A car was waiting outside the customs shed, and a chauffeur sprang down to take the bags and open the rear door. Von Roesler nodded to the silent figure within and, closing the door, leaned forward to slide shut the glass partition behind the driver’s seat. They pulled away from the docks, bumping over the rough pavement. It was not until they were through the city and speeding past the banana plantations at the foot of the mountains that von Roesler turned to the silent figure at his side.
“Well?” he asked coldly.
The elderly man beside him, muffled in an overcoat despite the growing heat of the day, smiled wryly. “Not even a ‘hello’ first, Erick?” he asked gently.
Von Roesler clamped his jaws on the first words that rose to his lips; this was no time for temper. To cover the silence that had fallen, he reached over and opened the window a crack. “I’m sorry,” he finally said, forcing humiliation into his voice. “But you know the situation, Uncle Ernst. Or you should. Time is running out, and I have a job to do.” He paused and stared out of the car window. They were climbing the winding road of the mountain, and the ocean was spread below them, a scene of incredible beauty, but he saw none of this. He tried to smile casually, hating the feeling of inferiority, of callowness, that he had always suffered as a child with his father’s brother. He’s a senile old fool, he thought, and I am Erick von Roesler of the SD. “How have you been, Uncle Ernst?”

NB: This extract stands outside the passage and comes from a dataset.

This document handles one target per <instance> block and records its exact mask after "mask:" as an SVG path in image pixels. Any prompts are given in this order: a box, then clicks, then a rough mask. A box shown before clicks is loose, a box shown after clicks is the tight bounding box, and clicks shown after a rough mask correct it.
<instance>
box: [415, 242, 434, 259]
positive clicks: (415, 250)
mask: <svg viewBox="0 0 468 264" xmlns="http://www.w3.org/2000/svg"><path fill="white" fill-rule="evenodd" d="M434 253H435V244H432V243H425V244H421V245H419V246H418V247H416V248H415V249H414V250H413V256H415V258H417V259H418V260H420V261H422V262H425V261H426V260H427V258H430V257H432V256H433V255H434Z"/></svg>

The old man looked at him sideways, crouching in his overcoat. “Cold,” he answered grimly, honestly.
Von Roesler laughed. “After fifteen years in the tropics? In Brazil? Uncle, Uncle! You were born cold!”
There was a sudden rustling from the other, as if he were attempting to burrow deeper into his overcoat. “Yes,” said his uncle slowly. “You and I. We were both born cold.” He hastened his next words, as if to pass an unpleasant moment. “And how is your mother?”